November 25, 2014

Exploring Pinboard bookmarks

I mentioned on Twitter recently that I use pinboard-backup to make a version-controlled local copy of my Pinboard bookmarks every night. (It came up in the context of my passing the 5,000 bookmarks milestone; make of that what you will.) Anyway, I started wondering just what information I could glean from it. The file is a Pinboard export—a straight dump—of all my bookmarks in the Netscape bookmark file format. A sample looks like this:

<!DOCTYPE NETSCAPE-Bookmark-file-1>
<META HTTP-EQUIV="Content-Type" CONTENT="text/html; charset=UTF-8">
<TITLE>Pinboard Bookmarks</TITLE>
<H1>Bookmarks</H1>
<DL><p>
<DT><A HREF="https://chronicle.com/article/Speed-Kills/149401/" ADD_DATE="1416783511" PRIVATE="1" TOREAD="0" TAGS="slow">Speed Kills - The Chronicle Review - The Chronicle of Higher Education</A>
</DL></p>

It’s very easy to go on to the Pinboard site and find out how many bookmarks, to-read items, public versus private, etc., one has but the ADD_DATE caught my eye - maybe I could see how many bookmarks I was stashing per month, or per day. Glancing at the date I thought the 14 in 1416783511 was the year, but it’s not. The date is expressed in seconds elapsed since midnight January 1, 1970 AKA Unix time (or POSIX time or Epoch time). I’ve been learning Python and decided to have a go and see if I could make any sense out of it. Here’s the result.

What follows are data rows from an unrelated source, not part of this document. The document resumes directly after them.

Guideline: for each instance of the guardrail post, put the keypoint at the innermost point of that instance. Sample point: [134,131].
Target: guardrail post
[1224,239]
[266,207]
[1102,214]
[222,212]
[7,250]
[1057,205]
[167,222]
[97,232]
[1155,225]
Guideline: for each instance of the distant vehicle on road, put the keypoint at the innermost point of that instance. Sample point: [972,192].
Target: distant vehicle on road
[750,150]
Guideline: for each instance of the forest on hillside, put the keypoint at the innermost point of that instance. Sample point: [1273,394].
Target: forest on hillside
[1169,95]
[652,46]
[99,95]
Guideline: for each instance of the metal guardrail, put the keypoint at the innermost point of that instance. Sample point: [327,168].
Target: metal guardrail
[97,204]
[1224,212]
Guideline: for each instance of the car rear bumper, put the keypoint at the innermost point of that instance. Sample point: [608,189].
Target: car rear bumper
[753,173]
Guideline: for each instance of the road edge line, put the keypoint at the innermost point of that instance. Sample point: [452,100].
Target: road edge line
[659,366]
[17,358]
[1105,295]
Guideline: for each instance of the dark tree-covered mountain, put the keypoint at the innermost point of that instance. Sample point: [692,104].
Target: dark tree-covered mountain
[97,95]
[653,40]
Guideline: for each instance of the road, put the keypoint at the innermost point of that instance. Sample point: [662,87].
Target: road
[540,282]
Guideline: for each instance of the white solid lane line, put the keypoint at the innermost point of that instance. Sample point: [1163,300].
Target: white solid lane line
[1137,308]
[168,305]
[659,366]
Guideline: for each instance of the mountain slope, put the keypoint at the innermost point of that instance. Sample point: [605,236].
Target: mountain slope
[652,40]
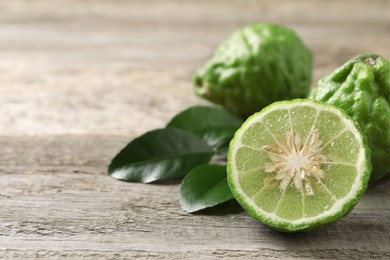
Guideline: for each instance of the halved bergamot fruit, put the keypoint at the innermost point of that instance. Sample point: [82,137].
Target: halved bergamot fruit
[297,165]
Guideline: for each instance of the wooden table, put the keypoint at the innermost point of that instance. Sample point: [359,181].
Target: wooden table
[79,79]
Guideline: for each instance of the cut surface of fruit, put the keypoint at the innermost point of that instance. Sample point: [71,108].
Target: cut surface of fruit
[298,164]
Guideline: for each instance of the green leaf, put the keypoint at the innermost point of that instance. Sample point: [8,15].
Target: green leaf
[159,154]
[211,124]
[204,187]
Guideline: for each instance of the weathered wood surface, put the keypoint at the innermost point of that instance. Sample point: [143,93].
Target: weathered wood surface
[79,79]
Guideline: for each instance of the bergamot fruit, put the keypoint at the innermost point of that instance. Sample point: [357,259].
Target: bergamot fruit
[361,87]
[297,165]
[257,65]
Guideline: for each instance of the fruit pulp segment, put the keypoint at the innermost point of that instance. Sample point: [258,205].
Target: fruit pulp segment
[340,151]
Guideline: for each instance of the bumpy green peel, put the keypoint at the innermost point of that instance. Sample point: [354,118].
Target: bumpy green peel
[361,87]
[257,65]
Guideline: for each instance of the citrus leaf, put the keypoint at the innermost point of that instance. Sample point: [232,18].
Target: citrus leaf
[204,187]
[159,154]
[210,124]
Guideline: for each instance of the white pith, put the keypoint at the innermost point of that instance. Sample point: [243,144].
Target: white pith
[339,203]
[296,161]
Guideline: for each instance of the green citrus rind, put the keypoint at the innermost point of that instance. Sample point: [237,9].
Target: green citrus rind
[303,224]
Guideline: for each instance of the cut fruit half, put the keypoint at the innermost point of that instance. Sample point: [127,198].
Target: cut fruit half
[297,165]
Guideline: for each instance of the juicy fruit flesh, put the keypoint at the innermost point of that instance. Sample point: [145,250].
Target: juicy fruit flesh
[297,165]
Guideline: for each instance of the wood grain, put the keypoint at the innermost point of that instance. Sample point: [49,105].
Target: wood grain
[65,205]
[79,79]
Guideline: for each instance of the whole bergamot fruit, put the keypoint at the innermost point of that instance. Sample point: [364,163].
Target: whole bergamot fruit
[257,65]
[362,88]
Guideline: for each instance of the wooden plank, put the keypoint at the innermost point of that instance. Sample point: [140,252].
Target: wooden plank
[123,67]
[79,79]
[65,205]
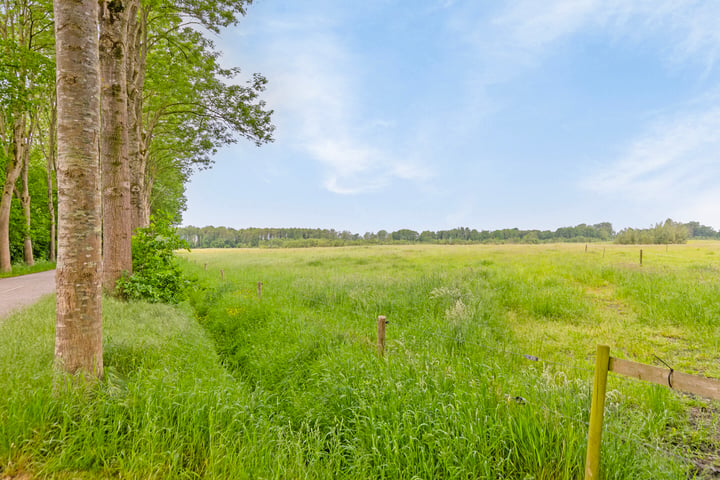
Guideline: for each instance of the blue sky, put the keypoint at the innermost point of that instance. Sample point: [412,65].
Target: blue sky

from bs4 import BeautifulSoup
import datetime

bookmarks = BeautifulSoup(open('pinboard/bookmarks.html'))
dates = open('dates.txt', 'w')

for link in bookmarks.find_all('a'):
    epochdate = link.get('add_date')
    epochdate = float(epochdate)
    date = datetime.datetime.fromtimestamp(epochdate).strftime('%d-%m-%Y')
    dates.write(date)
    dates.write('\n')

dates.close()

This gives me a file containing a list of dates in day-month-year format, like this:

2014-11-24
2014-11-23
2014-11-23
2014-11-23
2014-11-23
2014-11-22
2014-11-21
2014-11-21
2014-11-20
2014-11-20
2014-11-19
2014-11-19
2014-11-19
2014-11-19
2014-11-19
2014-11-18
2014-11-18
...

Running that through sort dates.txt | uniq -c gives me a nice list of days and number of bookmarks.

2 2014-11-18
5 2014-11-19
2 2014-11-20
2 2014-11-21
1 2014-11-22
4 2014-11-23
1 2014-11-24
...

And if I run that through sort again, like sort dates.txt | uniq -c | sort -g I get a leaderboard…

 21 2012-07-18
 22 2012-07-02
 23 2011-12-13
 24 2012-11-08
 26 2012-05-30
 28 2012-11-05
 38 2012-11-07
123 2014-09-10
...

The 123 bookmarks in October was the result of a script that imported all my starred repos from GitHub, so that’s an anomaly, but the others are accurate reflections so my biggest day for bookmarking was 7th November 2012.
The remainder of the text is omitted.